VIRGINIA BEACH, Va. - The News 3 First Warning Storm Team says the region is in the for the hottest stretch of days so far this summer and that has folks looking for ways to stay cool.
Dr. Maulin Desai is the Medical Director of the Holland Road Patient First in Virginia Beach.
He says the most common issues during hot weather include dehydration, heat exhaustion and heat stroke.
Dr. Desai says proper hydration can help ward off some of those problems.
"You don't want to wait until you go outside and start becoming active and then start hydrating. If your body is already hydrated when you get outdoors, it helps prevent against heat exhaustion and heat stroke," he told News 3's Todd Corillo Wednesday.
The Virginia Beach SPCA is also taking action to remind pet owners to watch out for their companion animals during hot weather.
Amanda Dunlap with the VBSPCA says our pets can't cool down the same way we do.
"If you're going to take your animals out for a walk, make sure you do it either early morning or late evening so that it's cooler. Bear in mind that the pavement gets extremely hot, so you don't want to take walks during the heat of the day," Dunlap stated.
Dominion Virginia Power is offering these tips to customers to help keep energy bills lower and combat how hard cooling systems have to work:
- Raise your thermostat a few degrees if possible, (78 degrees is the ideal) taking into account your comfort level and any medical conditions that exists for household members. If you are away from home for more than eight hours, raise the thermostat setting and you can save for each degree of setback. You can learn more about your thermostat settings by visiting the U.S. Department of Energy website.
- Keep shades closed when the air conditioner is on. Sunny windows can add heat to your home and can make your air conditioner work two to three times harder.
- Check and clean air filters—it allows the system to run more efficiently. The #1 cause of AC breakdown is dirty air filters.
- Install ceiling fans and make sure they are blowing down (counterclockwise). Moving air over the body provides a cooling effect. Most fans have a switch to change the fan direction. Keep fans off when the room is unoccupied.
- Postpone activities that require hot water and large energy use – such as washing dishes or clothes – to early morning or late evening. This will keep from adding more heat and humidity to the home.
- Use cold water to wash dishes and clothes. This will save on water heating costs.

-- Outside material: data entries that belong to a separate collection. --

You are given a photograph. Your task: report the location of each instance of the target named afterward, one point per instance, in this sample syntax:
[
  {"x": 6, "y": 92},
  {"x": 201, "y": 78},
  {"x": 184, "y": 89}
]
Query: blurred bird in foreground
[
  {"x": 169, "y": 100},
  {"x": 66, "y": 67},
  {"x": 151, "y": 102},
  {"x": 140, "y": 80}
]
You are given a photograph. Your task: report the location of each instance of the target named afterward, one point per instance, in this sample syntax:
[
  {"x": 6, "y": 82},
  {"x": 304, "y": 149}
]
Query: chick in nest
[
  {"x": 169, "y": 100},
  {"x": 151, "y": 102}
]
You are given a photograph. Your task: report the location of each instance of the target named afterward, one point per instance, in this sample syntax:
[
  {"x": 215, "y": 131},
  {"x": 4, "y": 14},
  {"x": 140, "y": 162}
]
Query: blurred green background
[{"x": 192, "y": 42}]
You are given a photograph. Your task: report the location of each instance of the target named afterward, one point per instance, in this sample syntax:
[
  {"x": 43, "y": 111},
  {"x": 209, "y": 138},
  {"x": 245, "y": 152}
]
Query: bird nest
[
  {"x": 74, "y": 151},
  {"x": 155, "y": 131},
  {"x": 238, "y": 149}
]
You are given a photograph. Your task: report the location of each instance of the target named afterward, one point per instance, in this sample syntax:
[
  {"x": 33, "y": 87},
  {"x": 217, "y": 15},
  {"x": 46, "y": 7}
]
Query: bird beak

- Unplug equipment or appliances when not in use. Electric chargers, televisions and audio/video equipment use electricity and produce heat even when they are not in use. Running an older refrigerator can use up to three times the energy of a modern one.
Patient First is also offering these tips to stay safe during the hot weather:
- Wear light-weight, light colored clothing made of breathable material, like cotton.
- Stay hydrated. Drink water throughout the day.
- Avoid strenuous outdoor activity on hot days.
- If you must be outside, take frequent breaks in a cool place.
- Air-conditioning is the best way to protect against heat-related illness. If you do not have air-conditioning at home during extreme heat. Try to spend time in air-conditioned locations such as a shopping mall, public library, or public health sponsored heat-relief shelter in your area.